Configuration and noise
staticcheck is powerful, but it can be noisy. Some checks might not apply to your project. You can configure staticcheck using a .staticcheck.conf file in your project root.
{
"checks": [
"all",
"-ST1000",
"-QF1008"
]
}
The checks field lists which checks to run. all enables everything. You can disable specific checks by prefixing the code with a minus sign. ST1000 checks for unused parameters. QF1008 suggests using strings.Contains instead of strings.Index. Disable checks only when you have a good reason.
You can also suppress checks inline using comments.
//lint:file-ignore SA1019 This package wraps deprecated APIs for legacy support.
package legacy
The //lint:file-ignore comment tells staticcheck to ignore a specific check for the entire file. Use this sparingly. Suppressing errors hides bugs. Suppress style warnings if needed, but logic warnings should stand.
A linter that screams at you gets ignored. Tune it.
Pitfalls and errors
go vet and staticcheck are not perfect. They can produce false positives.
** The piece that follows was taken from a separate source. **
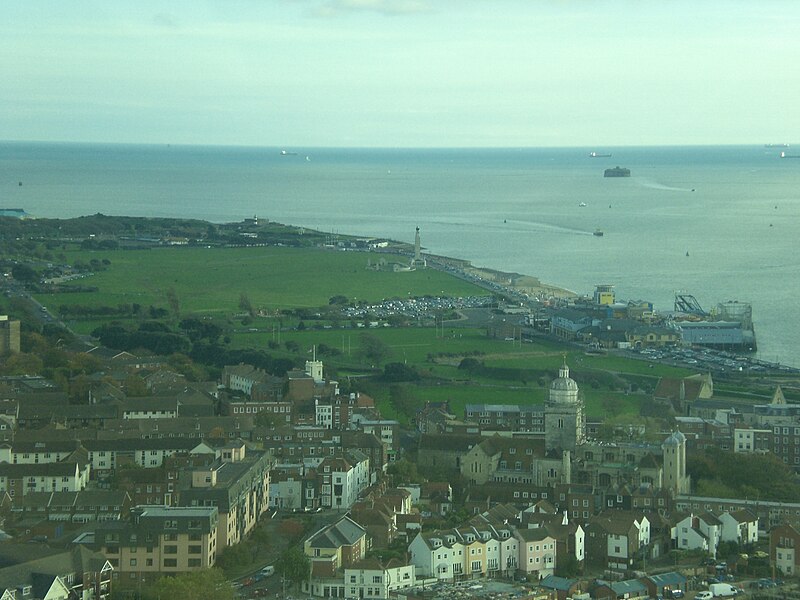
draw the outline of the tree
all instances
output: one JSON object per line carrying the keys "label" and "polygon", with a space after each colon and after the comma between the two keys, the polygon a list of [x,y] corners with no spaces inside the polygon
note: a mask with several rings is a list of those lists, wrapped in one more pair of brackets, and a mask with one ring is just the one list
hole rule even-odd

A false positive is a warning for code that is actually correct.
If go vet flags a format string that is constructed dynamically, you might see:
printf format %s has argument of wrong type
If the format string is built at runtime, go vet cannot analyze it. You can suppress the warning or refactor the code.
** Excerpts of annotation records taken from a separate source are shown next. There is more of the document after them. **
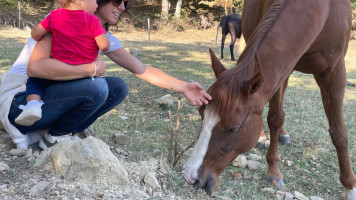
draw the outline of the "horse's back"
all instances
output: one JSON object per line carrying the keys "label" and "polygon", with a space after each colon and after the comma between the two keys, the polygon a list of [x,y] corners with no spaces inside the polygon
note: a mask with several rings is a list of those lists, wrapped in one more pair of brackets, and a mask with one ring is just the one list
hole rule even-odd
{"label": "horse's back", "polygon": [[351,33],[351,4],[349,0],[327,0],[327,20],[314,42],[299,60],[295,70],[317,74],[334,68],[344,59]]}

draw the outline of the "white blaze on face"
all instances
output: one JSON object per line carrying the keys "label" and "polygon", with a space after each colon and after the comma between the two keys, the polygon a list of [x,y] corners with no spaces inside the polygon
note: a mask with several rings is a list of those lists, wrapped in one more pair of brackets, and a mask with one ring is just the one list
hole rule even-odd
{"label": "white blaze on face", "polygon": [[219,116],[207,108],[204,111],[203,127],[197,143],[193,148],[192,155],[183,166],[183,176],[187,183],[193,184],[198,179],[198,169],[203,163],[205,153],[208,149],[211,132],[215,125],[220,121]]}

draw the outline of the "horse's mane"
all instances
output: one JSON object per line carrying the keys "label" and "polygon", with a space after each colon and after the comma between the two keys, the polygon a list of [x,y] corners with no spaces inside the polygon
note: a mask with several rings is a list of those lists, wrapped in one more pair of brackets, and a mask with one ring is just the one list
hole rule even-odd
{"label": "horse's mane", "polygon": [[217,81],[209,88],[212,95],[211,106],[218,112],[221,123],[227,126],[238,108],[238,95],[244,84],[252,78],[255,61],[258,60],[257,50],[273,26],[287,0],[276,1],[266,13],[261,23],[252,33],[248,44],[239,57],[234,68],[221,73]]}

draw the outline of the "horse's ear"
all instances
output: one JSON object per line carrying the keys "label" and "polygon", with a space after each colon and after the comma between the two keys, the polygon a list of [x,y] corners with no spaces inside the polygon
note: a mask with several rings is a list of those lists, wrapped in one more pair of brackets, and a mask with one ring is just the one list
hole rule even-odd
{"label": "horse's ear", "polygon": [[219,74],[226,70],[224,65],[220,62],[220,60],[216,57],[214,51],[209,48],[210,58],[211,58],[211,67],[214,70],[215,76],[218,77]]}
{"label": "horse's ear", "polygon": [[261,73],[256,74],[252,79],[248,81],[248,94],[251,95],[255,93],[263,83],[263,76]]}

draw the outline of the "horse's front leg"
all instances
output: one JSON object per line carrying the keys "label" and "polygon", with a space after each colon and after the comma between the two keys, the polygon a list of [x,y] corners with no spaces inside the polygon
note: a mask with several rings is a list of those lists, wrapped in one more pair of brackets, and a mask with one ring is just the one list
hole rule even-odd
{"label": "horse's front leg", "polygon": [[[288,80],[289,80],[289,76],[288,78],[284,81],[283,86],[282,86],[282,97],[280,98],[281,100],[281,109],[283,110],[284,113],[284,109],[283,109],[283,105],[284,105],[284,94],[286,92],[286,89],[288,87]],[[290,140],[289,134],[286,131],[286,129],[284,128],[284,120],[283,120],[283,124],[282,127],[279,129],[278,132],[278,142],[282,143],[282,144],[290,144],[292,143],[292,141]]]}
{"label": "horse's front leg", "polygon": [[323,74],[314,75],[317,81],[324,110],[329,120],[329,134],[336,148],[339,160],[341,184],[349,189],[352,198],[356,200],[356,178],[352,171],[348,150],[348,135],[343,117],[343,99],[346,83],[345,61],[341,59],[335,69]]}
{"label": "horse's front leg", "polygon": [[283,87],[280,87],[269,101],[269,110],[267,116],[267,122],[271,131],[271,144],[268,148],[266,160],[268,163],[268,171],[266,173],[266,179],[270,183],[276,181],[276,185],[284,187],[283,175],[279,169],[278,161],[278,135],[284,123],[284,110],[282,104]]}

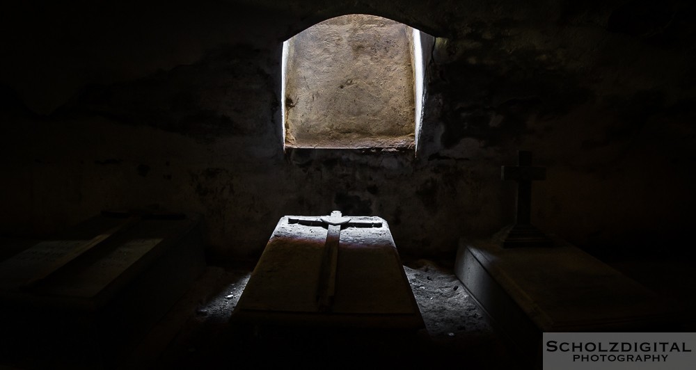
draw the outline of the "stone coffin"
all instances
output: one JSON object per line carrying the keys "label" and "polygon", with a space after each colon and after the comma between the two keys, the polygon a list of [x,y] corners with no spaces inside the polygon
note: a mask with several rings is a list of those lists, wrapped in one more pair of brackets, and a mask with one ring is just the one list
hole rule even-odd
{"label": "stone coffin", "polygon": [[100,215],[0,262],[3,361],[115,366],[205,268],[198,217],[166,218]]}
{"label": "stone coffin", "polygon": [[425,328],[386,221],[340,231],[335,290],[329,309],[317,306],[326,227],[280,218],[239,303],[235,323],[253,325],[417,330]]}
{"label": "stone coffin", "polygon": [[503,248],[461,240],[455,273],[527,364],[540,366],[544,332],[673,331],[663,298],[579,248]]}

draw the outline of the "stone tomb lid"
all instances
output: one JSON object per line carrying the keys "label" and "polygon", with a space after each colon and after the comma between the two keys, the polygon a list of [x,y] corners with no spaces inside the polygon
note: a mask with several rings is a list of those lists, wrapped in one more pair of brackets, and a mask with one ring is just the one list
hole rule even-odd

staticcheck might flag a variable as unused when it is used via reflection. staticcheck cannot track reflection. You can suppress the check or add a blank identifier assignment to silence the compiler.
// Used by reflection.
var _ = myStruct{}
The compiler rejects unused imports and variables. go vet and staticcheck catch logic errors. If you get an error like undefined: pkg, you forgot to import a package. If you get imported and not used, you imported a package but didn't use it. These are compiler errors, not linter warnings.
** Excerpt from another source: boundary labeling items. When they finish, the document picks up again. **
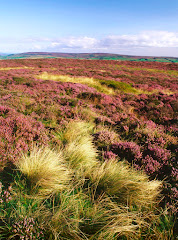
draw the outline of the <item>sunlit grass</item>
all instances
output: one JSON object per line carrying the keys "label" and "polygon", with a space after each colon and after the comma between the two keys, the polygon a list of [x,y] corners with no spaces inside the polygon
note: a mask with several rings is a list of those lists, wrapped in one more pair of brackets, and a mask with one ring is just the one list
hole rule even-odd
{"label": "sunlit grass", "polygon": [[97,81],[93,78],[69,77],[67,75],[52,75],[52,74],[48,74],[48,73],[42,73],[42,74],[38,75],[37,77],[40,79],[43,79],[43,80],[85,84],[88,87],[95,88],[98,92],[105,93],[105,94],[114,94],[114,91],[112,88],[103,86],[99,81]]}
{"label": "sunlit grass", "polygon": [[9,71],[9,70],[16,70],[16,69],[34,69],[34,67],[5,67],[5,68],[0,68],[0,71]]}
{"label": "sunlit grass", "polygon": [[28,178],[32,189],[42,194],[51,194],[66,187],[70,181],[69,170],[64,166],[60,152],[48,147],[33,148],[30,155],[22,155],[17,168]]}
{"label": "sunlit grass", "polygon": [[87,77],[70,77],[67,75],[53,75],[48,74],[46,72],[36,76],[39,79],[43,80],[52,80],[52,81],[59,81],[59,82],[71,82],[71,83],[80,83],[87,85],[88,87],[95,88],[100,93],[105,93],[108,95],[115,95],[120,92],[124,93],[132,93],[132,94],[156,94],[160,91],[164,94],[171,95],[174,94],[173,91],[169,89],[154,89],[151,91],[134,88],[129,83],[119,82],[115,80],[101,80],[101,79],[94,79],[94,78],[87,78]]}

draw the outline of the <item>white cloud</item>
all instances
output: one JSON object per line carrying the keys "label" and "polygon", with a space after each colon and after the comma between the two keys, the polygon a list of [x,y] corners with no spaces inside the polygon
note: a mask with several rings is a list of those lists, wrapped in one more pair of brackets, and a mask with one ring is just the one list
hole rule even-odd
{"label": "white cloud", "polygon": [[144,31],[138,34],[94,37],[0,39],[0,52],[111,52],[178,57],[178,32]]}

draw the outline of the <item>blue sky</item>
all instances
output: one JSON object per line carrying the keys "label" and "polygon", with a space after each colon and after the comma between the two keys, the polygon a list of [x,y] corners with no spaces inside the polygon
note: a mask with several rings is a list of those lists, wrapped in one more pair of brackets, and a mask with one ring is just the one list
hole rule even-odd
{"label": "blue sky", "polygon": [[178,0],[0,0],[0,52],[178,57]]}

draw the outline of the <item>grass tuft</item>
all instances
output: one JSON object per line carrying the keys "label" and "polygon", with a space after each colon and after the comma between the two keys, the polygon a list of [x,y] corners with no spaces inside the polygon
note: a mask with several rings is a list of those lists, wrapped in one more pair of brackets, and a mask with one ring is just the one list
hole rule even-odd
{"label": "grass tuft", "polygon": [[63,190],[70,181],[62,154],[48,147],[34,147],[30,155],[23,154],[17,162],[17,168],[28,178],[32,188],[39,188],[43,194]]}

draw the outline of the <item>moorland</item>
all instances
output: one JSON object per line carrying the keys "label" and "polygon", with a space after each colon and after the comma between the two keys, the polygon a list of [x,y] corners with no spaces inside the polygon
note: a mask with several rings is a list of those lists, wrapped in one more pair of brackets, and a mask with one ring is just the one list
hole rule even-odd
{"label": "moorland", "polygon": [[176,239],[178,64],[0,60],[0,239]]}

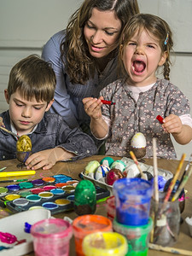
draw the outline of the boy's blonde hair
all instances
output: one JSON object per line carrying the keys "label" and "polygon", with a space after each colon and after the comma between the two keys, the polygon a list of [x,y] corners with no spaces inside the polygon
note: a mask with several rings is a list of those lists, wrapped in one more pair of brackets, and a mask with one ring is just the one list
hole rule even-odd
{"label": "boy's blonde hair", "polygon": [[[164,63],[164,78],[169,80],[170,73],[170,52],[173,47],[172,33],[169,25],[161,18],[149,14],[139,14],[131,18],[130,21],[124,27],[120,38],[120,48],[119,60],[120,67],[125,70],[122,61],[123,51],[127,45],[129,40],[136,32],[140,33],[143,29],[147,32],[150,32],[154,38],[159,39],[161,51],[167,53],[166,62]],[[127,76],[127,74],[125,74]]]}
{"label": "boy's blonde hair", "polygon": [[16,90],[26,101],[49,102],[54,98],[56,77],[50,65],[36,55],[20,61],[11,69],[8,84],[10,97]]}

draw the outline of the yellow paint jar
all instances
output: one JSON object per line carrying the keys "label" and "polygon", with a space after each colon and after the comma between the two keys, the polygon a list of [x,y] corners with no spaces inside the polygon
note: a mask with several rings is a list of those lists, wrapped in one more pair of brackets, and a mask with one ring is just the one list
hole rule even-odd
{"label": "yellow paint jar", "polygon": [[128,250],[126,238],[116,232],[96,232],[83,241],[85,256],[125,256]]}

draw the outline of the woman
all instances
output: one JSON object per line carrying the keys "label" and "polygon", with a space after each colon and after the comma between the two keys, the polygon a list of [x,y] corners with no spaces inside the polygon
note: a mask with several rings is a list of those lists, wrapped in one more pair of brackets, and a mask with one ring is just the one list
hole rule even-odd
{"label": "woman", "polygon": [[137,0],[84,0],[67,29],[44,45],[42,56],[52,64],[57,79],[50,111],[61,114],[70,127],[89,129],[82,99],[98,97],[119,77],[119,39],[138,12]]}

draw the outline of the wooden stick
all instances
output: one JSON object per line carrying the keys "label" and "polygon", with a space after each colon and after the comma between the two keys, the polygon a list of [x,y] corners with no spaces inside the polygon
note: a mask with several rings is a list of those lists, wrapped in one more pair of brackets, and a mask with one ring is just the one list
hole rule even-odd
{"label": "wooden stick", "polygon": [[185,186],[189,176],[191,175],[191,173],[192,173],[192,165],[190,165],[189,172],[185,174],[185,176],[184,176],[184,177],[183,177],[177,191],[173,195],[172,200],[172,201],[178,198],[182,189],[184,188],[184,186]]}
{"label": "wooden stick", "polygon": [[159,187],[158,187],[158,167],[157,167],[157,153],[156,153],[156,138],[153,138],[153,154],[154,154],[154,200],[159,202]]}
{"label": "wooden stick", "polygon": [[179,254],[179,255],[192,255],[192,251],[162,247],[160,245],[157,245],[157,244],[154,244],[154,243],[150,243],[150,242],[148,243],[148,248],[157,250],[157,251],[172,253]]}
{"label": "wooden stick", "polygon": [[182,158],[181,158],[181,160],[180,160],[180,162],[179,162],[179,164],[178,164],[178,166],[177,166],[177,170],[176,170],[175,176],[173,177],[173,178],[172,178],[172,180],[171,181],[171,183],[170,183],[170,185],[169,185],[169,187],[168,187],[167,193],[166,193],[166,197],[165,197],[165,199],[164,199],[164,202],[165,202],[165,203],[167,202],[167,201],[169,201],[170,195],[171,195],[171,194],[172,194],[172,189],[173,189],[173,188],[174,188],[174,186],[175,186],[175,183],[176,183],[176,182],[177,182],[177,177],[178,177],[178,175],[179,175],[180,171],[181,171],[181,169],[182,169],[182,166],[183,166],[183,165],[185,157],[186,157],[186,154],[183,154]]}
{"label": "wooden stick", "polygon": [[131,159],[134,160],[134,163],[137,165],[137,168],[138,168],[138,170],[140,172],[141,177],[143,178],[143,179],[146,179],[145,176],[144,176],[144,174],[143,174],[143,171],[142,171],[142,169],[141,169],[141,167],[139,166],[137,159],[135,156],[135,154],[132,151],[130,151],[130,155],[131,156]]}
{"label": "wooden stick", "polygon": [[12,132],[11,131],[9,131],[9,130],[8,130],[8,129],[3,127],[3,126],[0,126],[0,129],[2,129],[2,130],[3,130],[3,131],[7,131],[7,132],[9,132],[9,133],[10,133],[10,134],[12,134],[13,136],[15,136],[15,137],[20,137],[19,135],[17,135],[16,133]]}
Trust the tool, but verify the report.
Decision matrix
Use go vet when you want a zero-config, built-in check for logic errors and format strings. Use go vet when you need to analyze code with complex build tags or module constraints. Use staticcheck when you want deeper analysis, deprecation warnings, and community-vetted rules. Use staticcheck in CI when you need consistent quality across a team. Use plain go build when you just need to check syntax and types quickly.
The compiler is a grammarian. Linters are editors. Run vet before you commit. Run staticcheck before you merge.